Supporting life on Earth

We are tracking atmospheric changes through time to understand how oxygen increased to the level needed to support complex life.
Rob Creaser

Black rock sample reveals turbulent path to our planet’s oxygenated atmosphere.


Earth's transition to a permanently oxygenated atmosphere was anything but smooth, according to new evidence from scientists from the University of Alberta, University of Waterloo, Arizona State University, University of California Riverside, and Georgia Institute of Technology. 

Their paper, published this month in Science Advances, uses geochemical data from sedimentary rocks in Western Australia to show that a burst of oxygen production by photosynthetic cyanobacteria temporarily increased O2 concentrations in Earth's atmosphere and shallow oceans roughly 2.5 billion years ago.

“We are tracking atmospheric changes through time to understand how oxygen increased to the level needed to support complex life,” says Rob Creaser, professor of Earth and atmospheric sciences at the U of A. “When the Earth first formed, there was no oxygen in the atmosphere. Our analytical facilities here at the U of A allowed us to conduct precise analyses of this rock sample to understand the tempo at which that oxygen built up through photosynthesis."

Leading-edge laboratory facilities

Creaser’s lab at the U of A in the Canadian Centre for Isotopic Microanalysis is one of only a few in the world with the ability to take the precise measurements of osmium needed to conduct this type of analysis. “Without this type of facility, we wouldn’t be able to write this paper or investigate this process,” he notes.

The new data suggest that O2 levels in the Earth's atmosphere fluctuated until enough finally accumulated to create a permanently oxygenated atmosphere around 2.4 billion years ago, a transition widely known as the "Great Oxidation Event.” 

“The onset of Earth's surface oxygenation may have been a complex process characterized by multiple ‘whiffs’ of O2 until a tipping point was crossed,” says Creaser’s former PhD student and U of A alumnus Brian Kendall, a professor of Earth and environmental sciences at the University of Waterloo and lead author on the paper.

A profound puzzle

“How and why Earth developed an oxygenated atmosphere is one of the most profound puzzles in understanding the history of our planet,” says professor Ariel Anbar of Arizona. 

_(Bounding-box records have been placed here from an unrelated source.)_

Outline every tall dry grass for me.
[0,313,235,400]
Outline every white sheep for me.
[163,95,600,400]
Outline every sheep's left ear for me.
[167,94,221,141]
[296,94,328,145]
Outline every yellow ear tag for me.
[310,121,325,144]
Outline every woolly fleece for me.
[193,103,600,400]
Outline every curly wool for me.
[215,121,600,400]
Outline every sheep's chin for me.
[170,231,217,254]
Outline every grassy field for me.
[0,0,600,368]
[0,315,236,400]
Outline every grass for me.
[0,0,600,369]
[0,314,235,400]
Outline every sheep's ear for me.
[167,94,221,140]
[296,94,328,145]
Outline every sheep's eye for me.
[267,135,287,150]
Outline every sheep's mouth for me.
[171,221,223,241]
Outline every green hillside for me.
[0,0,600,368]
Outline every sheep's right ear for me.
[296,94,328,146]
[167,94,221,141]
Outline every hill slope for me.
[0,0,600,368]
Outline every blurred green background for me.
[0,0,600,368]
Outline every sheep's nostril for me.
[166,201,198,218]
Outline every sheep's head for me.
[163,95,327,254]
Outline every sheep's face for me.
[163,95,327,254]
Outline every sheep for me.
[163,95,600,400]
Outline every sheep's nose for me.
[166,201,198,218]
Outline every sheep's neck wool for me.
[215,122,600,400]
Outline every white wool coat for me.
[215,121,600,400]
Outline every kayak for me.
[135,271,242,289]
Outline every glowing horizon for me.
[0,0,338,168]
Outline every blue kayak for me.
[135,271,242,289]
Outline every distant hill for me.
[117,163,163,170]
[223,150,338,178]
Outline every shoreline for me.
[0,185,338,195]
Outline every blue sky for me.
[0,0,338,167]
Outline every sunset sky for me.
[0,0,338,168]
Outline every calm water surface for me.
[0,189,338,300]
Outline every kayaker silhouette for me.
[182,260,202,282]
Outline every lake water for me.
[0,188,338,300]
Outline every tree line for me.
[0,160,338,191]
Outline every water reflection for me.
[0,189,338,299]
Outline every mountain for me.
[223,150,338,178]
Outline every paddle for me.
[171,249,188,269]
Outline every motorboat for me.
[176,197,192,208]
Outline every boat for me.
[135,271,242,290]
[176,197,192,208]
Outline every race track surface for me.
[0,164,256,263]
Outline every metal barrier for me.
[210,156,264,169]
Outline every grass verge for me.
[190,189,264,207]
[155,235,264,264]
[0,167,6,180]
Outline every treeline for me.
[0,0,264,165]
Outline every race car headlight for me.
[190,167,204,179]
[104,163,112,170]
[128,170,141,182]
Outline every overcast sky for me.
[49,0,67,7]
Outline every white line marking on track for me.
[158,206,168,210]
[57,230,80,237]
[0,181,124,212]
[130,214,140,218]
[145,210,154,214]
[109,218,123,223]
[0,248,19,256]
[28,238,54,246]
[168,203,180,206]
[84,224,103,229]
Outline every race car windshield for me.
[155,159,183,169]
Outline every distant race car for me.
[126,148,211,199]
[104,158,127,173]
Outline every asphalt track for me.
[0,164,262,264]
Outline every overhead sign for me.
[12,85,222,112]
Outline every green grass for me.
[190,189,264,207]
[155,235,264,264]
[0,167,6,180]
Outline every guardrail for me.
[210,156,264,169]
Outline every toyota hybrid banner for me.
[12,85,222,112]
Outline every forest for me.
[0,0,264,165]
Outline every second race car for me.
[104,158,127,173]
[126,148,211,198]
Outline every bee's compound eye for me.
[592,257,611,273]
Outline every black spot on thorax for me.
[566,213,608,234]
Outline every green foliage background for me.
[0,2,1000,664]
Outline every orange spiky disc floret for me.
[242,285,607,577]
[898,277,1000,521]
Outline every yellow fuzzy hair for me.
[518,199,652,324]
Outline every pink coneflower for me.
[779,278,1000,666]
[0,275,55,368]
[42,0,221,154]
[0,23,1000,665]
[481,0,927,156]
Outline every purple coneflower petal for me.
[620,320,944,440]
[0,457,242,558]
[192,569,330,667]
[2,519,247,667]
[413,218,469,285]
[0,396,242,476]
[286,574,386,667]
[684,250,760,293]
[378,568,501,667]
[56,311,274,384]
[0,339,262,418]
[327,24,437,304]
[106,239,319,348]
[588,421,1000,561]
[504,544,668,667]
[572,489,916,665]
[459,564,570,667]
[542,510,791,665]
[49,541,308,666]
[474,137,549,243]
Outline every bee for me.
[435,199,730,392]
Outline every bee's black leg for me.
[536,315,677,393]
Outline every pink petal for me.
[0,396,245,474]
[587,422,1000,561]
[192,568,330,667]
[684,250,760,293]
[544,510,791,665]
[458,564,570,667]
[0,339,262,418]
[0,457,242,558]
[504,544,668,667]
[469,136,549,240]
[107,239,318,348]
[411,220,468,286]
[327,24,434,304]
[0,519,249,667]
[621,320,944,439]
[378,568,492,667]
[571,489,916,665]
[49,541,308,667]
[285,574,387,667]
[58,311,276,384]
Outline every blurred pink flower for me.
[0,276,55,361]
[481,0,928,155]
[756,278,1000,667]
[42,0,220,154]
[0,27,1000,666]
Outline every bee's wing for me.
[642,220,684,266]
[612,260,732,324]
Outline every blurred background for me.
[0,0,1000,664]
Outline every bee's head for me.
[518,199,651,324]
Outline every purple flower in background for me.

The new study is a followup to work published in 2007 by the same group indicating that a small amount of O2 was present on Earth's surface 2.5 billion years ago.

Now that they’ve solved the part of puzzle to determine whether O2 concentrations were fluctuating or stable at that time, Creaser and his colleagues hope to take their inquiry a step further to address some of the remaining unanswered questions. 

“One issue is preservation. You can only do this kind of analysis on beautifully preserved samples, and there’s very few of these that are 2.5 billion years old. You’re always somewhat restricted in how far you can push your conclusions.”